Like millions of other Americans, Woods uses his car as a mobile office, relying on his phone almost every hour of every workday to stay productive and earn a living. So would drivers ever abide by a proposed ban on almost all cellphone use behind the wheel, even if it is hands-free? Could they afford to?
Those are just a few of the questions looming over a federal recommendation that seeks to rein in what has become an essential tool of American business.
Woods said the ban, if adopted, would devastate his sales. Because he lives in a rural state, his minimum drive is an hour and a half.
"If I have a 3½-hour drive to Little Rock, and I've got 100 messages to return, it's going to turn that into a six-hour drive," he said. "I've got no secretary. I'm the administrative assistant. I'm the salesman. I'm the sales director."
The National Transportation Safety Board declared Tuesday that texting, emailing or chatting while driving is just too dangerous to be allowed anywhere in the United States. It urged all states to impose total bans except for emergencies.
The NTSB, an independent agency that investigates accidents and makes safety recommendations, doesn't have the power to impose regulations or make grants. But its suggestions carry significant weight with lawmakers and regulators.
Still, a decision rests with the states, meaning that 50 separate legislatures would have to act. And many lawmakers are just as wedded to their cellphones as Woods.
"I think all of us have mixed feelings on this issue. How could you not?" said U.S. Rep. Gerry Connolly, whose northern Virginia district has some of the longest, most traffic-choked commutes in the country.
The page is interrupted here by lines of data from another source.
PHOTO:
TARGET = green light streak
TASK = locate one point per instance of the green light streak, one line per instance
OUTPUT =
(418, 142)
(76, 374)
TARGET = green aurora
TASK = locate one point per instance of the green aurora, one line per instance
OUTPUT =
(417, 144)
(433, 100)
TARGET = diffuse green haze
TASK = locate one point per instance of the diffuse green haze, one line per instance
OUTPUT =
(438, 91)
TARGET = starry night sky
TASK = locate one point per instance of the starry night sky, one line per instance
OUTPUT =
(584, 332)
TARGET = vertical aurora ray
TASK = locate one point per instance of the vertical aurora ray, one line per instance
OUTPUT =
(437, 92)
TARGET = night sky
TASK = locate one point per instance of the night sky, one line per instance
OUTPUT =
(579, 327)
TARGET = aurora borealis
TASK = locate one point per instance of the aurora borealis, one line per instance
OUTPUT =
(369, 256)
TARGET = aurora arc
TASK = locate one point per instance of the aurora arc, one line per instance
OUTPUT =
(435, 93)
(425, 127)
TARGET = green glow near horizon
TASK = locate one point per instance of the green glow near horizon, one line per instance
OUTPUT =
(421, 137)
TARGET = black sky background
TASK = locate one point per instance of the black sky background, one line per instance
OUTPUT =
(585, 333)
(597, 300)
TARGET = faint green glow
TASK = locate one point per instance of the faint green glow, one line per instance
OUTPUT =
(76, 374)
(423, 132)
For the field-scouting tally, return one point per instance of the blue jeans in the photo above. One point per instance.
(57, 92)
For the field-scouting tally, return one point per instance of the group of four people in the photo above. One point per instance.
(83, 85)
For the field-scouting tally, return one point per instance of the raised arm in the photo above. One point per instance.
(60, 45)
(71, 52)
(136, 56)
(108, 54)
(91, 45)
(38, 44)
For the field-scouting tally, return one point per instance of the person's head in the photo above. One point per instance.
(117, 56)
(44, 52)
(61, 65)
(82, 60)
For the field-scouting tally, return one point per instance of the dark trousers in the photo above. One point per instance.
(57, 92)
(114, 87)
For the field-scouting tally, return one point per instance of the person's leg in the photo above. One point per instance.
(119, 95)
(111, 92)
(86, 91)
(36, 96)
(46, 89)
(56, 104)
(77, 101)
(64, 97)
Before going to Congress, the Democrat spent most of his career at the county level, driving around Fairfax County with his cellphone. Now he commutes to Capitol Hill by carpool or mass transit so he can use his phone without getting behind the wheel.
While he's sympathetic to the NTSB's safety concerns, he said, a blanket ban on cellphone use would be unenforceable. But he agrees that hands-free devices offer little improvement over those that are hand-held.
"It's a cognitive distraction," he said. "The mental attention shifts ... to that other party, not to the task at hand."
Dallas event planner Debbie Vaughan said she would abide by any ban, but her service to clients would be diminished.
"I know many people are frustrated when all they get is voicemail," said Vaughan, who spends about 10 hours a week on her cellphone in her car.
Bruce McGovern said he would have no choice but to defy the law.
McGovern, who owns four Massage Envy and four European Wax Center franchises in the Dallas area, said he spends up to four days a week on the road, traveling between his businesses.
"My business would go down. We'd have problems we couldn't solve. My employees wouldn't be able to reach me and get timely answers," McGovern said.
"Customer issues that only I can resolve would have to be delayed. And in this day and age, customers want instantaneous results for things. They're not willing to wait three or four hours," he said.